Around 100,000 years ago, a Neanderthal child was dancing around outside and the footprints have been fossilized for us to see today. The tracks, which were revealed due to stormy weather, high tides and an eroding sand dune on a Spanish beach, have palaeontologists claiming that they could be the oldest footprints ever discovered from the late Pleistocene Epoch as well as the first ones found on the Iberian Peninsula.
At least 87 footprints were discovered by two biologists walking along Matalascañas beach in the southwestern Spanish province of Huelva. They also found a watering hole that our ancient ancestors and animals frequented. They used the area to drink water, look for seafood, hunt, and even the children played there.
Some of the footprints were believed to have been made by a child who was “jumping irregularly as though dancing.” One of the study’s authors, Eduardo Mayoral, stated how significant the footprints are, “The biological and ethological information of the ancient hominin groups when there are no bone remains, is provided by the study of their fossil footprints, which show us certain ‘frozen’ moments of their existence.”

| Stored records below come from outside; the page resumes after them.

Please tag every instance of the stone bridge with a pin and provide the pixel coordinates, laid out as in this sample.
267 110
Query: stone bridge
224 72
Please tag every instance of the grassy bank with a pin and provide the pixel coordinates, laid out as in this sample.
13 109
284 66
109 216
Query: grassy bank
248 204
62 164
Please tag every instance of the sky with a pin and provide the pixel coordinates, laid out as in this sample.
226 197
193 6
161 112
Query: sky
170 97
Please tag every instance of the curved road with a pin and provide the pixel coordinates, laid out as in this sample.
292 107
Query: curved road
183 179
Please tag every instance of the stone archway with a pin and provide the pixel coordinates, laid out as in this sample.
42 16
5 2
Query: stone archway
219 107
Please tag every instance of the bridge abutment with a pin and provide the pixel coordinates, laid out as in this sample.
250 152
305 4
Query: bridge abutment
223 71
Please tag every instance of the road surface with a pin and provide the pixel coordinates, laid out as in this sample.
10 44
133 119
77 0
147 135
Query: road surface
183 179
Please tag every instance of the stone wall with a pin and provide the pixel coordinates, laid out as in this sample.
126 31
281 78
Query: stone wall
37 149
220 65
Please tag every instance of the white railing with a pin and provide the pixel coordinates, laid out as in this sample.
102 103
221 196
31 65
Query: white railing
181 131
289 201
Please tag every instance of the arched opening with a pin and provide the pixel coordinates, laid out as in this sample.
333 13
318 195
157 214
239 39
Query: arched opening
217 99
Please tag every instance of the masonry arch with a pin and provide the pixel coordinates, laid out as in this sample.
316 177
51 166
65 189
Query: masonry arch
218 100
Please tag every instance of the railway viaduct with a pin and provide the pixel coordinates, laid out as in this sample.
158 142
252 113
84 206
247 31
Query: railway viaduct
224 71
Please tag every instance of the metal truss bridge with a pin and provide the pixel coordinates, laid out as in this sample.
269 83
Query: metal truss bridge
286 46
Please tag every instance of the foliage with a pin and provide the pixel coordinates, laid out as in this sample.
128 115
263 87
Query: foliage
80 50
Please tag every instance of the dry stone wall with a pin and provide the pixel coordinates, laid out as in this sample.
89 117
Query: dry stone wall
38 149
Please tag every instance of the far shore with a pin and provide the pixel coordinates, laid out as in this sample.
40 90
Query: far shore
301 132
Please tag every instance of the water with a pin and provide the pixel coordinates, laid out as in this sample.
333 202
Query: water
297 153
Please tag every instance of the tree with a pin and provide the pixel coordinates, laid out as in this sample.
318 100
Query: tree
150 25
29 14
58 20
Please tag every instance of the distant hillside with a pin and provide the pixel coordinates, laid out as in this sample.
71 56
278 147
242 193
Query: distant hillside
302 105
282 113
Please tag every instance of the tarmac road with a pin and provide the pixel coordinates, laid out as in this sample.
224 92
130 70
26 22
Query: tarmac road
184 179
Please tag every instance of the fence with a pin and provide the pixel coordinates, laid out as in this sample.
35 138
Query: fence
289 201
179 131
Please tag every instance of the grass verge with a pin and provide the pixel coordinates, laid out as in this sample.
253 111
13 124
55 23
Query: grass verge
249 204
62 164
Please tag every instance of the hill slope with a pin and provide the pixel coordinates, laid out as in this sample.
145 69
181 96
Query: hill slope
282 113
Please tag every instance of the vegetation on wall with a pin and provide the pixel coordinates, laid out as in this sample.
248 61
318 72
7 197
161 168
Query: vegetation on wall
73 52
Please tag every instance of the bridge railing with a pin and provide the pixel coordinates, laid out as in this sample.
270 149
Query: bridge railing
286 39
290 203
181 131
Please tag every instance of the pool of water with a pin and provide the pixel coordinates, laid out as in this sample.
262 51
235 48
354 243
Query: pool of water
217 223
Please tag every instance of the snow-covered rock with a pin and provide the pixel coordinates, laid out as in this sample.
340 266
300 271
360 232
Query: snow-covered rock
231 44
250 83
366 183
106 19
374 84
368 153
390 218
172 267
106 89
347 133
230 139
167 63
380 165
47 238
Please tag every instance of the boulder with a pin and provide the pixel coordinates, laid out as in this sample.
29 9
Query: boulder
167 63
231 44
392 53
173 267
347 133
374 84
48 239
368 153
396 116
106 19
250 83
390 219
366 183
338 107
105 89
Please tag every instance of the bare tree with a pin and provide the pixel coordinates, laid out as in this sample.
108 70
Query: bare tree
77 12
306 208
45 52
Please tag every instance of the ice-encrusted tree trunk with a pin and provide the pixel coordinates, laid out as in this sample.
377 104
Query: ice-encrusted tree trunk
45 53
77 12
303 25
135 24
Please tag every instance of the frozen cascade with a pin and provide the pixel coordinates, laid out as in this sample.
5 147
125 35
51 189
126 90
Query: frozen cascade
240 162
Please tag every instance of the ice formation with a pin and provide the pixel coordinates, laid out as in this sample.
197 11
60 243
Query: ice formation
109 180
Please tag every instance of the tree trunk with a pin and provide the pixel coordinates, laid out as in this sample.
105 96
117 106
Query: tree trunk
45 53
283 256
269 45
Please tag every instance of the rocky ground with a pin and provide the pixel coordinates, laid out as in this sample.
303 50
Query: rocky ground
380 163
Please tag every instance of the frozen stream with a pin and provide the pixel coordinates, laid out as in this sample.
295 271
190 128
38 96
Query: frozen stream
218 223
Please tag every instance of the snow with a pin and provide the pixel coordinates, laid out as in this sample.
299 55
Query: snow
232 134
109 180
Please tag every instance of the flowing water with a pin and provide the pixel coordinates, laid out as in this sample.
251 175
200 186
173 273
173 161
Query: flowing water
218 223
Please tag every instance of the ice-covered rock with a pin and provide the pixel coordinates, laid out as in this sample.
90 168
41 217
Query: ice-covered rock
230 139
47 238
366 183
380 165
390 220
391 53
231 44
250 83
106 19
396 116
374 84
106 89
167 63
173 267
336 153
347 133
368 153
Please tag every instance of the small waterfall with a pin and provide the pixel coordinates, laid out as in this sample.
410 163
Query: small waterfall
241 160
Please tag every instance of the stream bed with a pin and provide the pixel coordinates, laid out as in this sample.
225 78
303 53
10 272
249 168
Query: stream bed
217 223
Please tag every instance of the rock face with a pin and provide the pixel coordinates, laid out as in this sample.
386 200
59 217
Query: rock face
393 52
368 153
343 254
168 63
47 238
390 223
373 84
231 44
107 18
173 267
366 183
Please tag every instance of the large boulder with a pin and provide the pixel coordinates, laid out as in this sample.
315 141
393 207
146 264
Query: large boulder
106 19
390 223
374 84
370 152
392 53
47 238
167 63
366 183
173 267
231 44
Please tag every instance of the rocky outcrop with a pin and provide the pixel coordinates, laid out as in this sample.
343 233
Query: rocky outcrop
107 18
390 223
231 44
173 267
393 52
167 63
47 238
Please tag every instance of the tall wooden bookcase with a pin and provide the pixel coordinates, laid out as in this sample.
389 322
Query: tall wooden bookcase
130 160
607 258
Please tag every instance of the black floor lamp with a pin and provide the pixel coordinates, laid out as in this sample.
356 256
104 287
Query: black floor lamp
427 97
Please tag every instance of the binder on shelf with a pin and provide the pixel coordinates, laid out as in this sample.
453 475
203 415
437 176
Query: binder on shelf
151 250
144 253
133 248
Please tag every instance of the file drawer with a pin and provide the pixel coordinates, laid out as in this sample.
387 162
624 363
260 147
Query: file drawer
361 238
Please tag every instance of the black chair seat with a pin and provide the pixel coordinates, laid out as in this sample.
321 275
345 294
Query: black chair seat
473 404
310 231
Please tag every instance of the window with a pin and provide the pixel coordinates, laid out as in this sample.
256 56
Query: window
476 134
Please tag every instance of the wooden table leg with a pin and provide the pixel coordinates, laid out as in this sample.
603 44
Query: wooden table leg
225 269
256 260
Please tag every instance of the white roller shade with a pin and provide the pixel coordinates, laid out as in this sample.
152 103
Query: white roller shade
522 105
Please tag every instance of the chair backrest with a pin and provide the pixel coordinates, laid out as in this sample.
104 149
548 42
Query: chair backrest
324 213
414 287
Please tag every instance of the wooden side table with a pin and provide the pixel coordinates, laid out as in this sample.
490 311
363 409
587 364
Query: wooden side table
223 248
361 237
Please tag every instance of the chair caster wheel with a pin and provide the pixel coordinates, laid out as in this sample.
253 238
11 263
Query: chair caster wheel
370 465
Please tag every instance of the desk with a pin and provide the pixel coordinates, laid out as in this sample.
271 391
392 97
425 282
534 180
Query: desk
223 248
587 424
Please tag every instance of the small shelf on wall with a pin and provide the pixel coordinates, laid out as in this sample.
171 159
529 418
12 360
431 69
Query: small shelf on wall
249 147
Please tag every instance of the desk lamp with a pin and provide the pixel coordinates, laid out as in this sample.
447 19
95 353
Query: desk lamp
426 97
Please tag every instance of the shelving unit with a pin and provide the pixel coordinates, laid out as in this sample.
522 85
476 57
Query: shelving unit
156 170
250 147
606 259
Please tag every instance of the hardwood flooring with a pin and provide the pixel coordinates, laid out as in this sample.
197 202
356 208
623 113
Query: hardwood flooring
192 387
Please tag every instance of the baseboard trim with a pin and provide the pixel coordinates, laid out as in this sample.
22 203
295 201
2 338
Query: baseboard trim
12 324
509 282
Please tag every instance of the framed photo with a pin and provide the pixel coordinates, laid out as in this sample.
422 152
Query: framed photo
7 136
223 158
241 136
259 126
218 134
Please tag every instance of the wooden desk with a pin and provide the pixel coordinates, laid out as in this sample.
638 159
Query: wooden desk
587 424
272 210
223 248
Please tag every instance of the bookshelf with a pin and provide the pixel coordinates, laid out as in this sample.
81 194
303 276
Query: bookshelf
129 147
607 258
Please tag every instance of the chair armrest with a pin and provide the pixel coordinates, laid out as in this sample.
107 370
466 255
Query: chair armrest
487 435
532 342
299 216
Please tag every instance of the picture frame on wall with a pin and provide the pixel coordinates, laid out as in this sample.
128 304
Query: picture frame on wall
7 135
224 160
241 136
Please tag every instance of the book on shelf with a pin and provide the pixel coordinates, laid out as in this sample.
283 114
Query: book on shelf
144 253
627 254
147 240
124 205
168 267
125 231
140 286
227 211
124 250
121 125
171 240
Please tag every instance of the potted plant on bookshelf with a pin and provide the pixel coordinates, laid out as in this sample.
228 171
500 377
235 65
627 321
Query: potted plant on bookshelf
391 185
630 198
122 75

Experts scanned the footprints in 3D which provided them with more details. They were able to determine that the prints had a rounded heel, fairly short toes, non-opposable big toe, and a longitudinal arch.
And 37 of the prints were preserved well enough that experts were able to determine that the foot sizes ranged from 5 inches to 11 inches in length which means that they belonged to numerous individuals from children to adults. More specifically, based on the foot sizes, the individuals who left them ranged in height from 3 feet 4 inches tall to 6 feet 1 inch tall, with most of them being left by those between 4 and 5 feet in height.
Furthermore, 7 of the footprints belonged children, 15 were from adolescents, and 9 were made by adults. While the smallest two prints were estimated to have been made by a 6-year-old, the four longest ones were by someone who was taller than 6 feet. Since that is quite a bit taller than the estimated height of a Neanderthal, it either means that some of them were significantly taller than previously thought, or a smaller individual made the footprints by moving around in one spot which made them appear bigger.
Mayoral went on to say, “The wide range of sizes of the footprints suggests the existence of a social group integrated by individuals of different age classes but dominated, however, by non-adult individuals,” adding, “Neanderthals are hunter-gatherers so the reasons for their presence are mainly due to travel, transportation of resources or foraging strategies.” (Pictures of the footprints can be seen here.)
The study was published in the journal Scientific Reports where it can be read in full.